Half-way along the ledge, Ivan Gerenko heard the clattering of ancient, leather-clad bones and fearfully looked up. Down from that high place they fell, breaking up as they came; skulls and scraps of bone and flaps of fretted flesh, a rain of dead things that might drown him in mummied remains.

‘You can't hurt me!' Gerenko gibbered, covering his wrinkled head as the first ghastly fragments thudded down onto the ledge. ‘Not even dead men… can… hurt me?'

But it wasn't their intention to hurt him; they didn't even know he was there; they'd simply obeyed Faethor and hurled themselves down. And after that it was out of their hands, those of them who had hands. The clattering cascade continued, echoing loudly; and over and above the pelting of gristly bones, now there swelled a new sound: a terrible grumbling and groaning, but in no way the groaning of the dead. They were the groans of riven rock, of sliding shale and scree and accumulated debris. Avalanche!

And even as that fact dawned on Gerenko, so the face of the cliff fell on him and he was swept away.

Long after the dust had settled and the last rumbling echo faded away, Harry Keogh stood with Zek and watched the rim of the moon come up over the mountains. ‘It will light your way,' he told her. ‘Take care, Zek.'

She was still in his arms, had needed to be there else she might have fallen.
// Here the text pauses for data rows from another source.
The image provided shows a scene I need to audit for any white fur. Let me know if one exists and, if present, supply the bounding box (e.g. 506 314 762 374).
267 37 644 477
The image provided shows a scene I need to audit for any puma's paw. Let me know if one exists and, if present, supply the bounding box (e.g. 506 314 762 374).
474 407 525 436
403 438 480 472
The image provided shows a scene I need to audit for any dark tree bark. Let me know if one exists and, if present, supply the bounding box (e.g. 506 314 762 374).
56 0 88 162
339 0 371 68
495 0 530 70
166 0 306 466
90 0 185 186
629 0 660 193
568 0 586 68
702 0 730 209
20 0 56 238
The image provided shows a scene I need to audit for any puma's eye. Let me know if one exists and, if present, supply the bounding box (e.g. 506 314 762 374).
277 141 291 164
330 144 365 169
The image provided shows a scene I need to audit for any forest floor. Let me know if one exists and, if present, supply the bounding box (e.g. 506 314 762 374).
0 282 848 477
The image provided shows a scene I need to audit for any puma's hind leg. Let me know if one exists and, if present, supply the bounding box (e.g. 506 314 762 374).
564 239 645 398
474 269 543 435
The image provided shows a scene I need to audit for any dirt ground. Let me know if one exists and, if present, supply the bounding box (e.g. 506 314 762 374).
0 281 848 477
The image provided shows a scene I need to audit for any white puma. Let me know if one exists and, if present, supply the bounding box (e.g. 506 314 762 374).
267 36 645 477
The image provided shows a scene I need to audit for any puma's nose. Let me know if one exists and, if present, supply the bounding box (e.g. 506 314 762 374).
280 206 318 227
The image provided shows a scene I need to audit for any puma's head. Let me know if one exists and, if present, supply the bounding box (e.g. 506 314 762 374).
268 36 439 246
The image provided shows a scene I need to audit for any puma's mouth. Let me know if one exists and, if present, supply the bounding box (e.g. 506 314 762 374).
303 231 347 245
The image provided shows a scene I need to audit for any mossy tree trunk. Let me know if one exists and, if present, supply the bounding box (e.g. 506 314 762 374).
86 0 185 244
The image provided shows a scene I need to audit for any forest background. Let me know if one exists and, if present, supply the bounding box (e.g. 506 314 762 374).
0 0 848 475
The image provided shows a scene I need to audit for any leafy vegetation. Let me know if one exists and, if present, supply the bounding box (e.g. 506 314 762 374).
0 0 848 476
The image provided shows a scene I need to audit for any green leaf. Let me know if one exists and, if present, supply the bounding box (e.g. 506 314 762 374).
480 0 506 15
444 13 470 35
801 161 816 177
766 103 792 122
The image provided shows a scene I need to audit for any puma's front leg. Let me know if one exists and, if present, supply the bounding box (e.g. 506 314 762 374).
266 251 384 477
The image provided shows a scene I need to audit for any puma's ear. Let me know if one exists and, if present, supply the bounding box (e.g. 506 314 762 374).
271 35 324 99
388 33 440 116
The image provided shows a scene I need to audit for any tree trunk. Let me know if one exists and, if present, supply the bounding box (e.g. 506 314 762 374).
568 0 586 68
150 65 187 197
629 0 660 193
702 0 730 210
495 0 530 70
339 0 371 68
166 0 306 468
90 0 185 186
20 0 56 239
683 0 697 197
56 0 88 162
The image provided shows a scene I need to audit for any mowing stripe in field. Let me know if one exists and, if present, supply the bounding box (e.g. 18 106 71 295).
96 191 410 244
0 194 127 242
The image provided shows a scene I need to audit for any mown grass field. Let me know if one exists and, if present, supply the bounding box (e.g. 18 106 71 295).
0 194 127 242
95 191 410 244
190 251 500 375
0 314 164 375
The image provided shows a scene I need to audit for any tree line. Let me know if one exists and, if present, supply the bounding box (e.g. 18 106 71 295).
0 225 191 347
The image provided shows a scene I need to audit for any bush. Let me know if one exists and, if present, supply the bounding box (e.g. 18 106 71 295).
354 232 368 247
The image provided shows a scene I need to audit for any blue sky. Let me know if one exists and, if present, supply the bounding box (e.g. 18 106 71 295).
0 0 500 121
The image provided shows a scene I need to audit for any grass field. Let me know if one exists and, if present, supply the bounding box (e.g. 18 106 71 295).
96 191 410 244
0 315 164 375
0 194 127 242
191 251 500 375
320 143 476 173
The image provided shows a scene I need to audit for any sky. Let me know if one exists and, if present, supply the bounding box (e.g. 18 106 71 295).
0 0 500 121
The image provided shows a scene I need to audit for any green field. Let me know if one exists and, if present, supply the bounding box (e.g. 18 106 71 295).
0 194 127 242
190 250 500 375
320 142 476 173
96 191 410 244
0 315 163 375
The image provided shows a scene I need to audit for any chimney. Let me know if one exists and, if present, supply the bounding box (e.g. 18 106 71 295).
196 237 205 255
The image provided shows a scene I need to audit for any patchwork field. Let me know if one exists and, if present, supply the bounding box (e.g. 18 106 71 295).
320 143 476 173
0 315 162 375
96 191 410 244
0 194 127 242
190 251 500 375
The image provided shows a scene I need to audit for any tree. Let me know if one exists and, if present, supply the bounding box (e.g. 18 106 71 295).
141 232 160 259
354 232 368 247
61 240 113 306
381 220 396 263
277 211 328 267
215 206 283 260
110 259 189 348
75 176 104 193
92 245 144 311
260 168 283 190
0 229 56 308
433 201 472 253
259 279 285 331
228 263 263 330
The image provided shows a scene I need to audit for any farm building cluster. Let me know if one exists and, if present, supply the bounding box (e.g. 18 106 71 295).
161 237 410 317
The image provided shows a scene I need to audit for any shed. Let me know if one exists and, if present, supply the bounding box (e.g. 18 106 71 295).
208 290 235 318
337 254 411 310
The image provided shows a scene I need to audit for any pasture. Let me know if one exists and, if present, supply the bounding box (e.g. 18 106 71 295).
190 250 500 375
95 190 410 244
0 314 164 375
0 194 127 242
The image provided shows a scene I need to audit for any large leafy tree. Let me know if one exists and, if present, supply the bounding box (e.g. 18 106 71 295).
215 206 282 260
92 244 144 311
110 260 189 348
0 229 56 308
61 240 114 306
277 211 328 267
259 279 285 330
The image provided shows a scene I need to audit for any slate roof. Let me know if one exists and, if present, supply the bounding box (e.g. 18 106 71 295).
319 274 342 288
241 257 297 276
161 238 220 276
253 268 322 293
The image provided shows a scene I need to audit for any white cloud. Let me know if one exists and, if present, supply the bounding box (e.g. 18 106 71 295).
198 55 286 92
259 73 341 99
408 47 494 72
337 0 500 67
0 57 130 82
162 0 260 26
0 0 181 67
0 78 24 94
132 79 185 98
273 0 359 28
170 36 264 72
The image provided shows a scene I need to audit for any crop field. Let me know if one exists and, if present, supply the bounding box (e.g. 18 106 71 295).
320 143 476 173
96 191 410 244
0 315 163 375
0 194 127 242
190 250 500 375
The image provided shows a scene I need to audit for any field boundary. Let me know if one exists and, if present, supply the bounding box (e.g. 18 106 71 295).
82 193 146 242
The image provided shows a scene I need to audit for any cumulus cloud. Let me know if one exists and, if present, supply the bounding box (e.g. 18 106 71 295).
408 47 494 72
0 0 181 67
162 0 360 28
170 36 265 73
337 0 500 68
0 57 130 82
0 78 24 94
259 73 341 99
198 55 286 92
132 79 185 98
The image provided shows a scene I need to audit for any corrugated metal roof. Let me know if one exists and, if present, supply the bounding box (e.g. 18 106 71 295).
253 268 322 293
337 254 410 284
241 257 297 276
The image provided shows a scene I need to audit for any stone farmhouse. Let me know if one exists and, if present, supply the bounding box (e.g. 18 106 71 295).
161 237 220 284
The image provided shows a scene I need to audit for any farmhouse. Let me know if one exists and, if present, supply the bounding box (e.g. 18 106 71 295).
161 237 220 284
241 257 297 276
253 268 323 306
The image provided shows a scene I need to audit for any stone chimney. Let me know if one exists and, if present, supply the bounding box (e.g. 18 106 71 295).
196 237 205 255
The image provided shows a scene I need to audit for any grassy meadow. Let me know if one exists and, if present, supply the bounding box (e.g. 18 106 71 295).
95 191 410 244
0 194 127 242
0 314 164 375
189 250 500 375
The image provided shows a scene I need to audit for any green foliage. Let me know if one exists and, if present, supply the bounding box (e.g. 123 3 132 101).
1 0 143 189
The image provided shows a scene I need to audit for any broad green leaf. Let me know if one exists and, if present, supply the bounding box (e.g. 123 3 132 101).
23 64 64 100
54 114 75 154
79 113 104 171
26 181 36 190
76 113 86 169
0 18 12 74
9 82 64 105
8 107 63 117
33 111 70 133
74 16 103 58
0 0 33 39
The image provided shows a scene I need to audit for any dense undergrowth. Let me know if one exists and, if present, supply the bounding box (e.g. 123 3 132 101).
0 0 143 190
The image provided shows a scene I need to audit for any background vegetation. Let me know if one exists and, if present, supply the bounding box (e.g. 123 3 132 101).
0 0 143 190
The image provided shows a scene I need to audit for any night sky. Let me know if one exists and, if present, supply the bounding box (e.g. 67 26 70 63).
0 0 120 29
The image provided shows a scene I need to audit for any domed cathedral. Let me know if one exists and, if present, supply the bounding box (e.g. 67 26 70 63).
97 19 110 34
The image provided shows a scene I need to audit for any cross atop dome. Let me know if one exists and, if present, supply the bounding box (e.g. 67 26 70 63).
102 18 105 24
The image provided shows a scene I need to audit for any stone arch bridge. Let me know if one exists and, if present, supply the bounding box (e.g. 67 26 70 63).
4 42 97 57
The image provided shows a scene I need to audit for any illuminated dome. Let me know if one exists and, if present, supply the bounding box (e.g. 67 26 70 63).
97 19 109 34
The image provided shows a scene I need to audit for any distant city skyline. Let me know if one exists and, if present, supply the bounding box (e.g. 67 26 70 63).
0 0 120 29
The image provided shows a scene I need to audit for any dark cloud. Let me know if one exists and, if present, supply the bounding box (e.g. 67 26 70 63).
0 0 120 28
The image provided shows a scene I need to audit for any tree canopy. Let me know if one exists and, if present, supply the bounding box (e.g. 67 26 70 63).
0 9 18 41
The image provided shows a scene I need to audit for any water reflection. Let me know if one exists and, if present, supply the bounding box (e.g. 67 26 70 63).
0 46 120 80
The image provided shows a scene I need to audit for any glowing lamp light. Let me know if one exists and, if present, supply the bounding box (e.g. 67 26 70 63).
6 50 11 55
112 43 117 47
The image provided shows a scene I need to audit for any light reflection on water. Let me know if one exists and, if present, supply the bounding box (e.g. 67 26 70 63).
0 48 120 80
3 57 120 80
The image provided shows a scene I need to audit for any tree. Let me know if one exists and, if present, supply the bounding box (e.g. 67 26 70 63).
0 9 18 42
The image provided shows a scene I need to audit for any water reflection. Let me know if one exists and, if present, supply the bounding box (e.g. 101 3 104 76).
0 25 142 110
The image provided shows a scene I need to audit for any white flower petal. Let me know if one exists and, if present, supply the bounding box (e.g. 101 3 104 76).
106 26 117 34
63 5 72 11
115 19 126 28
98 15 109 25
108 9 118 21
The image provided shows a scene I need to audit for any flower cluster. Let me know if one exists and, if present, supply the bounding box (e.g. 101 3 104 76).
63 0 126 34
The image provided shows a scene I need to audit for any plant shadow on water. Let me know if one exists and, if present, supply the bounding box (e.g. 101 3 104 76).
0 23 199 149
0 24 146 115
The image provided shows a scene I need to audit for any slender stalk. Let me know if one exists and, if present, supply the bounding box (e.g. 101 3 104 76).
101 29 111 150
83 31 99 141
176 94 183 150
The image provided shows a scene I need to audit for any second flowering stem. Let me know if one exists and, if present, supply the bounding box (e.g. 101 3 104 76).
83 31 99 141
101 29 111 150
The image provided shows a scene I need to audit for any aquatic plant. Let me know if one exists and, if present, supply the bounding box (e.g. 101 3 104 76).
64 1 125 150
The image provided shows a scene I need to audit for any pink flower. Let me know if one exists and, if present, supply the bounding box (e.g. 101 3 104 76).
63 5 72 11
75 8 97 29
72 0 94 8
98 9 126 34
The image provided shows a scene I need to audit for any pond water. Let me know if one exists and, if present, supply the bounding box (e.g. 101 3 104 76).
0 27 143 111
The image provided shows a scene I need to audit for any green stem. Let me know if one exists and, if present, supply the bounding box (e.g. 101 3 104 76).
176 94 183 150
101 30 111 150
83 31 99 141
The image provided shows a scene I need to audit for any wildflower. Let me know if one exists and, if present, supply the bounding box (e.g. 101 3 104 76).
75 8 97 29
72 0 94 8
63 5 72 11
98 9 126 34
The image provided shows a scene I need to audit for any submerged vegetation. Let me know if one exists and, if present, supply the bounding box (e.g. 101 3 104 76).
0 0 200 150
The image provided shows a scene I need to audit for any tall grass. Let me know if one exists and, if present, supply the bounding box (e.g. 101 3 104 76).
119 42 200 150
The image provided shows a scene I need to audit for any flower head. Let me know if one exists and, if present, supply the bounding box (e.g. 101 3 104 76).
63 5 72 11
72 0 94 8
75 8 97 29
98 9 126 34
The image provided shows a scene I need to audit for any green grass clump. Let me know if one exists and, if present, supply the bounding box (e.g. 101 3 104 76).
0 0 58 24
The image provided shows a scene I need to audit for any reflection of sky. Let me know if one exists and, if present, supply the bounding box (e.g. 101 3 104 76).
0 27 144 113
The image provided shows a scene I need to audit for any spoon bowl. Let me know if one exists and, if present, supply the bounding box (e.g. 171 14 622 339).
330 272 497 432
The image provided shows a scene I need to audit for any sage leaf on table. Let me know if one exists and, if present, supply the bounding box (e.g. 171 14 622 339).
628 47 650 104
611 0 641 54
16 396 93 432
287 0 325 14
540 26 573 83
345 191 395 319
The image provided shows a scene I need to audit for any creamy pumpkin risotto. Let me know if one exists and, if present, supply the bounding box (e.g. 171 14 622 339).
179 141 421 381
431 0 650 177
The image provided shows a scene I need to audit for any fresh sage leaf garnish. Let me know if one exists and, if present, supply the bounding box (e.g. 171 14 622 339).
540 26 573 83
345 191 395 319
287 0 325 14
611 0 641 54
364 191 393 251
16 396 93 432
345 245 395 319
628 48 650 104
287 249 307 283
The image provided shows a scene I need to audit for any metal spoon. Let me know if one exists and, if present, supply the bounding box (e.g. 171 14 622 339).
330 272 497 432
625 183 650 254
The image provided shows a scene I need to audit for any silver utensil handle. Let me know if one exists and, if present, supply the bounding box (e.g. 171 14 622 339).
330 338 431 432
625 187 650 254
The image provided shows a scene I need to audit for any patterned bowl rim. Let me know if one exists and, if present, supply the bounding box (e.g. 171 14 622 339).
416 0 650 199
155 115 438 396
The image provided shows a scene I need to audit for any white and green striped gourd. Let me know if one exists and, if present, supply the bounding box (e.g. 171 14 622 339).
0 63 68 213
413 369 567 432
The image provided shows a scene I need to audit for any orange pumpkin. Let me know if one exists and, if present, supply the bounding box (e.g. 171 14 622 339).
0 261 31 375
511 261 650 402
Now she struggled free, wordlessly left him and headed for the scree-buried ledge. At first she stumbled, then straightened up and went with more certainty, more resolve. She would pick her way over the fallen cliff to the bottom of the gorge, then follow the stream down to the new road.

‘Take care,' Harry called after her again. ‘And Zek, don't ever come up against me or mine again.'

She made no answer, looked straight ahead. But to herself: Oh, no, I'll not do that. Not against you, Harry Keogh — Necroscope!